Baca berita dengan sedikit iklan, klik di sini
Di apartemennya yang sederhana di pusat Kota Sana'a, pengusaha dan komentator terkemuka Yaman, Haykal Bafana, berusaha tenang menjawab semua kekhawatiran ibu mertuanya lewat telepon. "Berita-berita di media tentang situasi di Sana'a semuanya dramatis," katanya melalui saluran telepon yang berderak-derak, Kamis siang pekan lalu. "Saya masih di sini dengan istri dan anak-anak di Sana'a. Situasi secara umum tetap tenang."
Bafana sebenarnya tak sepenuhnya jujur. Ibu kota Yaman itu baru saja diserang jet-jet tempur pasukan koalisi negara kawasan Teluk Persia pimpinan Arab Saudi. Ketakutan melanda warga kota berpenduduk 1,7 jiwa itu. Hal ini diungkapkan Hakim Al Masmari, editor Yemen Post. "Serangan udara tidak hanya di tempat tertentu, tapi hampir di seluruh wilayah Sana'a," kata Masmari.
Kota Sana'a, Pangkalan Udara Al-Daylami di utara Sana'a, dan kompleks kepresidenan yang sudah dikuasai pemberontak Houthi sejak Januari lalu menjadi target serangan. Beberapa serangan udara juga terjadi di Malaheez dan Hafr Sufyan, yang terletak di wilayah Saada. Lokasi ini merupakan markas Houthi yang berbatasan dengan Arab Saudi.

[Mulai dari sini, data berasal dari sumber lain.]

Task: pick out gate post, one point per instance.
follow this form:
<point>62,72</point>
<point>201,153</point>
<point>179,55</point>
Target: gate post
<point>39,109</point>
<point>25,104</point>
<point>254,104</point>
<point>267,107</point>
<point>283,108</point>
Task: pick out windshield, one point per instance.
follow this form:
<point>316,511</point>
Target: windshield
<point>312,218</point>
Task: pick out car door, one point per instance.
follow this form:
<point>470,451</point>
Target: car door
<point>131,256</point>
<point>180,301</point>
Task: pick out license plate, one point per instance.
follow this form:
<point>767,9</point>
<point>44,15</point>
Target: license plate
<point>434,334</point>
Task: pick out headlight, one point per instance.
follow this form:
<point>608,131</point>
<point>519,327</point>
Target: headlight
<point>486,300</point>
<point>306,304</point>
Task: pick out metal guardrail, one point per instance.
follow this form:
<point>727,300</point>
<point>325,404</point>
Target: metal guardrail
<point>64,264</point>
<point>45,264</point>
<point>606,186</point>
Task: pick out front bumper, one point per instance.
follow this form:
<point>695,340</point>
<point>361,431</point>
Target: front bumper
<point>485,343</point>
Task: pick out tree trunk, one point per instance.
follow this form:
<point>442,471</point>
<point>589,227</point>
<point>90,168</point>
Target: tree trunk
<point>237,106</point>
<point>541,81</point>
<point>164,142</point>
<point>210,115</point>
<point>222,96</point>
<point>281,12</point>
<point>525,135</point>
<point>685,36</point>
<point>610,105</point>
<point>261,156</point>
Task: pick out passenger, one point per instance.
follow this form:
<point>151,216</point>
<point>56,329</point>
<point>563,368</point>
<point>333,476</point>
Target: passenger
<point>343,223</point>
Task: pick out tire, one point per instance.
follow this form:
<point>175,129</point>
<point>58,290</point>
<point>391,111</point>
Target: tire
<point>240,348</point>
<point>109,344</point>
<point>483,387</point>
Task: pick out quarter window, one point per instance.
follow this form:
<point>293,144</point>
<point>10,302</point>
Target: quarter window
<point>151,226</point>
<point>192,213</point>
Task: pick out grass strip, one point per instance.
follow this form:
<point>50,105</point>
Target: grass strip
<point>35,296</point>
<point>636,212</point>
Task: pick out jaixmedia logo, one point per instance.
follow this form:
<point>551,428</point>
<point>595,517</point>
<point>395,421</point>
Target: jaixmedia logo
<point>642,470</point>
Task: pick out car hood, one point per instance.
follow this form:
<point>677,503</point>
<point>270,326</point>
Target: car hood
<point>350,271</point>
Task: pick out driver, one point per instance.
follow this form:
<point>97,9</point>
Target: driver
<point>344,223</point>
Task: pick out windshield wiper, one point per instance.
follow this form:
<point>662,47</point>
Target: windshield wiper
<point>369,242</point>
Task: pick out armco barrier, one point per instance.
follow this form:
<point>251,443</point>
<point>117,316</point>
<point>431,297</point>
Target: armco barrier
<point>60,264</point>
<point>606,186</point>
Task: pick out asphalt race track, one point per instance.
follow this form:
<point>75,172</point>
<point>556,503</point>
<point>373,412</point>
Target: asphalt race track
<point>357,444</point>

"Kami melakukan apa yang diperlukan untuk melindungi legitimasi pemerintahan Yaman dari kejatuhan dan mencegah kelompok radikal Houthi melakukan kudeta," kata Duta Besar Arab Saudi untuk Amerika Serikat, Adel al-Jubeir, dalam konferensi pers di Washington, DC. Pengumuman ini tak lama setelah serangan pertama yang menewaskan setidaknya 18 orang dan melukai 24 lainnya.
Stasiun Al Arabiya TV melaporkan Arab Saudi mengerahkan 100 pesawat tempur dalam operasi "Badai Perbaikan" itu. Tak kurang dari 85 pesawat disokong Uni Emirat Arab, Qatar, Bahrain, Kuwait, Yordania, Maroko, dan Sudan. Mesir mengirim empat kapal perangnya ke Teluk Aden.
Serangan ini dilancarkan hanya beberapa jam setelah Presiden Yaman Abd-Rabbuh Mansour al-Hadi, yang didukung Iran dan Amerika Serikat, meninggalkan Aden. Kota di tenggara Sana'a ini selama satu bulan terakhir menjadi lokasi pelarian Hadi setelah terusir dari Sana'a, yang dikuasai Houthi.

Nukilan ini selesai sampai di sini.